Seriously, Mike would come in the house at 8pm every night (after working a full day, then spending three hours on a play set), and Nick would cry, “But, Daddy! You’re not done! Go back outside to finish my swingset!”)

I’m trying to remember why we bought this thing again…



Roof coming together…

It was starting to look like a playhouse at this point…



Shh. This was after the ladder / rock wall was rebuilt.








The fort was fully assembled by Wednesday night. (We started on a Saturday.) All that was left was the swing bar and swings, plus the “crows nest” and the slide.

Of course Nick wanted to play at this point, but there was still a huge opening where the slide was set to go.


Two brothers, waiting on the third.

We still let the boys sit up top for a picture.



Slide coming together!

From watching my husband and father-in-law get this thing together, I take it the swing bar was a pain in the you-know-what.

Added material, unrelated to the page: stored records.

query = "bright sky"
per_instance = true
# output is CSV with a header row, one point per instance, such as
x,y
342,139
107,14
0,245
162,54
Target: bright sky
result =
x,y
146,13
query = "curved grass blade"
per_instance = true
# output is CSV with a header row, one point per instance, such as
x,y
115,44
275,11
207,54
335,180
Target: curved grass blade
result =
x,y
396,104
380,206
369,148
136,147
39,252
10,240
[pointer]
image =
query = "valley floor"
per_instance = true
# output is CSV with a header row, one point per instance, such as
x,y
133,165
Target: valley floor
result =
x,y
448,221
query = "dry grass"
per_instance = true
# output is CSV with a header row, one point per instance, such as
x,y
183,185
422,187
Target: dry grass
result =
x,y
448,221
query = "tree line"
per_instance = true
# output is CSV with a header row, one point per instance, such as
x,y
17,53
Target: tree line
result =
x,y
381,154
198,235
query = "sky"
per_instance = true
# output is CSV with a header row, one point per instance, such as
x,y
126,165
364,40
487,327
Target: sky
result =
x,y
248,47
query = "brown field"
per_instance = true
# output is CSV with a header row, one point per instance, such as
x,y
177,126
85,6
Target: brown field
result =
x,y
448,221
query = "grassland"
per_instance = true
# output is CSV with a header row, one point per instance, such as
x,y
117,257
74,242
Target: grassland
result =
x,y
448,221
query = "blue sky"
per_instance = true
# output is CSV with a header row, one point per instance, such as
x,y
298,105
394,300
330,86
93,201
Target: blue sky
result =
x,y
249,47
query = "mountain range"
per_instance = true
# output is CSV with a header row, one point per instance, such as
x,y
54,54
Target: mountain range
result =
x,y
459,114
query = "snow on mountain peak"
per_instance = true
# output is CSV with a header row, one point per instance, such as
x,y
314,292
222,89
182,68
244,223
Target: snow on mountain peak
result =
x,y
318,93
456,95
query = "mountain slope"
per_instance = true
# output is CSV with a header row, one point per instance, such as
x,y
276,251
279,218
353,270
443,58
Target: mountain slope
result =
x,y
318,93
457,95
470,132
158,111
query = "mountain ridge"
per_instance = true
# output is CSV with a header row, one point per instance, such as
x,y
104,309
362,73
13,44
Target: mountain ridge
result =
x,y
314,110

But Nick sure seems to love it.
The instructions say the slide takes two people three hours to assemble. We came home from work and my father-in-law (who was amazingly helpful in assembling this entire thing) had put the whole thing together himself.

The finished product!

Now, if we could only get our whacko neighbors to stop blasting death metal all evening, it might be enjoyable to sit outside and watch Nick play on this thing.

We started this project last Saturday, and it was completely done last night. So one full week. My father-in-law worked on it during the day while we were at work, and my husband worked on it at night. Neither is a professional architect or carpenter, though both are great at reading directions.

What I’m saying is that the label on the side of the box that says “12 hour installation” is a load of crap.

That said, it looks beautiful. It’s extremely sturdy, and it’s going to last a long time.

Nick woke up at 5:45am and wanted to go play on his swingset. I’d call that a success.

This playset made writing the whole book worth it.